Repository pattern with EF4 CTP5

I'm trying to implement the repository pattern with ef4 ctp5, I came up with something but I'm no expert in ef so I want to know if what I did is good.
this is my db context
public class Db : DbContext
{
public DbSet<User> Users { get; set; }
public DbSet<Role> Roles { get; set; }
}
and the repository: (simplified)
public class Repo<T> : IRepo<T> where T : Entity, new()
{
private readonly DbContext context;
public Repo()
{
context = new Db();
}
public IEnumerable<T> GetAll()
{
return context.Set<T>().AsEnumerable();
}
public long Insert(T o)
{
context.Set<T>().Add(o);
context.SaveChanges();
return o.Id;
}
}
You need to step back and think about what the repository should be doing. A repository is used for retrieving records, adding records, and updating records. The repository you created barely handles the first case, handles the second case but not efficiently, and doesn't at all handle the 3rd case.
Most generic repositories have an interface along the lines of
public interface IRepository<T> where T : class
{
IQueryable<T> Get();
void Add(T item);
void Delete(T item);
void CommitChanges();
}
For retrieving records, you can't just call the whole set with AsEnumerable() because that will load every database record for that table into memory. If you only want Users with the username of username1, you don't need to download every user for the database as that will be a very large database performance hit, and a large client performance hit for no benefit at all.

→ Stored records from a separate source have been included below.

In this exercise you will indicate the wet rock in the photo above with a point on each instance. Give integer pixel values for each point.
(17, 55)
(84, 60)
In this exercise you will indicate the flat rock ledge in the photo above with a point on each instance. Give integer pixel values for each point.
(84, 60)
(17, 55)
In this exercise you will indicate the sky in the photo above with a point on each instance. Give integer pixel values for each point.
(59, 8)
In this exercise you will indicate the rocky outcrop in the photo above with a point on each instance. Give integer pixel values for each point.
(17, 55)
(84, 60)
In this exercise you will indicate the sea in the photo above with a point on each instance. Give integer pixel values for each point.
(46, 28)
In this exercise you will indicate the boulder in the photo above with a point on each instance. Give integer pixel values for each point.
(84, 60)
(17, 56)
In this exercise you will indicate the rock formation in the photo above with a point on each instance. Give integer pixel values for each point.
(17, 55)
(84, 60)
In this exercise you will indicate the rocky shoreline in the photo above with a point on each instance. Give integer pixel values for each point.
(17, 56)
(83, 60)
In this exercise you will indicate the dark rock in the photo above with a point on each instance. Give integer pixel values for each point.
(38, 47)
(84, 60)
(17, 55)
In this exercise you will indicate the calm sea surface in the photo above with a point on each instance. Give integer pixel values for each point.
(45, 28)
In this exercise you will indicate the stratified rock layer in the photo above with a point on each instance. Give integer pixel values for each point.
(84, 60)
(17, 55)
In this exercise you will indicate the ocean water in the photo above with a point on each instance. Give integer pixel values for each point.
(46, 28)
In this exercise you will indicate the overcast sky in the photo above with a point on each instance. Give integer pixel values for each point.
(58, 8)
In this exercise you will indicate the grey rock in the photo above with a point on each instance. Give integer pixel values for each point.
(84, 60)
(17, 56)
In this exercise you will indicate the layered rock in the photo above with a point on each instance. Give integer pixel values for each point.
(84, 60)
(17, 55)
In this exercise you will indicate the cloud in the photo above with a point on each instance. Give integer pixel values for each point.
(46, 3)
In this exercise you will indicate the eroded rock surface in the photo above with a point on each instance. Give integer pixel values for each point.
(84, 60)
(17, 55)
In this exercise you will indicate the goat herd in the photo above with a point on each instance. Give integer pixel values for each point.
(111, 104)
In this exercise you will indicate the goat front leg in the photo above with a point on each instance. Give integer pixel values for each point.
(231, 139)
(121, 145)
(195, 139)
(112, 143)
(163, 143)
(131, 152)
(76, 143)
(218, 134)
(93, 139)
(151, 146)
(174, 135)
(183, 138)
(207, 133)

Instead, as you will see from the interface I posted above, you want to return an IQueryable<T> object. IQuerables allow whatever class that calls the repository to use Linq and add filters to the database query, and once the IQueryable is run, it's completely run on the database, only retrieving the records you want. The database is much better at sorting and filtering data then your systems, so it's best to do as much on the DB as you can.

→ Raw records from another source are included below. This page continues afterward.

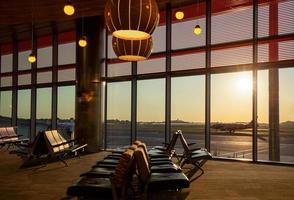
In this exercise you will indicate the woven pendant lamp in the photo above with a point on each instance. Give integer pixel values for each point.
(132, 50)
(131, 19)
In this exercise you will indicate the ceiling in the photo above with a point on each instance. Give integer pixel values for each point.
(16, 16)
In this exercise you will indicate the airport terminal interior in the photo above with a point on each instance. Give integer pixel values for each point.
(147, 99)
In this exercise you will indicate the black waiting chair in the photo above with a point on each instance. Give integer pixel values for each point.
(116, 185)
(156, 181)
(195, 156)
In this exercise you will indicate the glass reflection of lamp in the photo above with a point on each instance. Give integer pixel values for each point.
(68, 8)
(32, 57)
(197, 28)
(83, 40)
(179, 14)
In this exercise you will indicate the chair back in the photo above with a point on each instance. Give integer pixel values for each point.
(172, 143)
(60, 139)
(142, 165)
(53, 143)
(183, 141)
(11, 132)
(124, 170)
(3, 132)
(145, 150)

Now in regards to inserting data, you have the right idea but you don't want to call SaveChanges() immediately. The reason is that it's best to call Savechanges() after all your db operations have been queued. For example, If you want to create a user and his profile in one action, you can't via your method, because each Insert call will cause the data to be inserted into the database then.
Instead what you want is to separate out the Savechanges() call into the CommitChanges method I have above.

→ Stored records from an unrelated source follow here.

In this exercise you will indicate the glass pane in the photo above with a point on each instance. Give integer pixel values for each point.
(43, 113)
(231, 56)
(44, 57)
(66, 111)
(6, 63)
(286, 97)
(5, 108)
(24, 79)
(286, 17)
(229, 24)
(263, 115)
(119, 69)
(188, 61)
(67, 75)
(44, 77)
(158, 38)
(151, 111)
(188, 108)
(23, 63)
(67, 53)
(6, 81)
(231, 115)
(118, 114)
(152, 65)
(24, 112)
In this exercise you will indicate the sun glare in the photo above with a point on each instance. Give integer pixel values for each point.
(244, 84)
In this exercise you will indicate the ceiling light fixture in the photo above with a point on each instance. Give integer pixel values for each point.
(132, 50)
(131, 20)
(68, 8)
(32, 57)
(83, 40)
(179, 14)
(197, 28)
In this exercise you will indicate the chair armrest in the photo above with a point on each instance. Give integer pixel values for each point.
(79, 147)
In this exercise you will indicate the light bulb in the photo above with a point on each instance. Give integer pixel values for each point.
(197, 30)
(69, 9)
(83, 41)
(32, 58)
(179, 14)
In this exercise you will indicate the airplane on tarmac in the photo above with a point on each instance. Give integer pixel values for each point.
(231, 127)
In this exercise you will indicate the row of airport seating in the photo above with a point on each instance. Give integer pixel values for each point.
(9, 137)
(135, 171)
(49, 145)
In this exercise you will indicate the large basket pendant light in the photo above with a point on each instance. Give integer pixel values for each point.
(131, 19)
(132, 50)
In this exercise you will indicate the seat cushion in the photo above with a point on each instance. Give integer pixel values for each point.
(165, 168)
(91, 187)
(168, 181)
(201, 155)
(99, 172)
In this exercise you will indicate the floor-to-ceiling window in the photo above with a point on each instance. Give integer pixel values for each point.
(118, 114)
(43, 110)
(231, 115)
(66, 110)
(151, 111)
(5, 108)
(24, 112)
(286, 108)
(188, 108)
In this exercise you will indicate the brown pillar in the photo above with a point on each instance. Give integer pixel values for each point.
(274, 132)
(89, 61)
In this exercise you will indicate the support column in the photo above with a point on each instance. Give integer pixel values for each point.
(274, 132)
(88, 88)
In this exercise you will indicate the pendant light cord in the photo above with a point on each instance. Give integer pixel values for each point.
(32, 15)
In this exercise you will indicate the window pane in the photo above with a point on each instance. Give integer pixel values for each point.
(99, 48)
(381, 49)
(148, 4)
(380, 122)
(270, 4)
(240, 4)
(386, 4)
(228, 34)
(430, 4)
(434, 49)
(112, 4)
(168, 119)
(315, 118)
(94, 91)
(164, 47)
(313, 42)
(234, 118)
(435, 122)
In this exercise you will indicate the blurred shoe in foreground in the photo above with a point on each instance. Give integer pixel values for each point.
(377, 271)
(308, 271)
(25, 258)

This is also needed to handle updating data in your database. In order to change an Entity's data, Entity Framework keeps track of all records it has received and watches them to see if any changes have been made. However, you still have to tell the Entity Framework to send all changed data up to the database. This happenes with the context.SaveChanges() call. Therefore, you need this to be a separate call so you are able to actually update edited data, which your current implementation does not handle.
Edit:
Your comment made me realize another issue that I see. One downfall is that you are creating a data context inside of the repository, and this isn't good. You really should have all (or most) of your created repositories sharing the same instance of your data context.
Entity Framework keeps track of what context an entity is tracked in, and will exception if you attempt to update an entity in one context with another. This can occur in your situation when you start editing entities related to one another. It also means that your SaveChanges() call is not transactional, and each entity is updated/added/deleted in it's own transaction, which can get messy.
My solution to this in my Repositories, is that the DbContext is passed into the repository in the constructor.
I may get voted down for this, but DbContext already is a repository. When you expose your domain models as collection properties of your concrete DbContext, then EF CTP5 creates a repository for you. It presents a collection like interface for access to domain models whilst allowing you to pass queries (as linq, or spec objects) for filtering of results.
If you need an interface, CTP5 doesn't provide one for you. I've wrapped my own around the DBContext and simply exposed the publicly available members from the object. It's an adapter for testability and DI.
I'll comment for clarification if what I said isn't apparently obvious.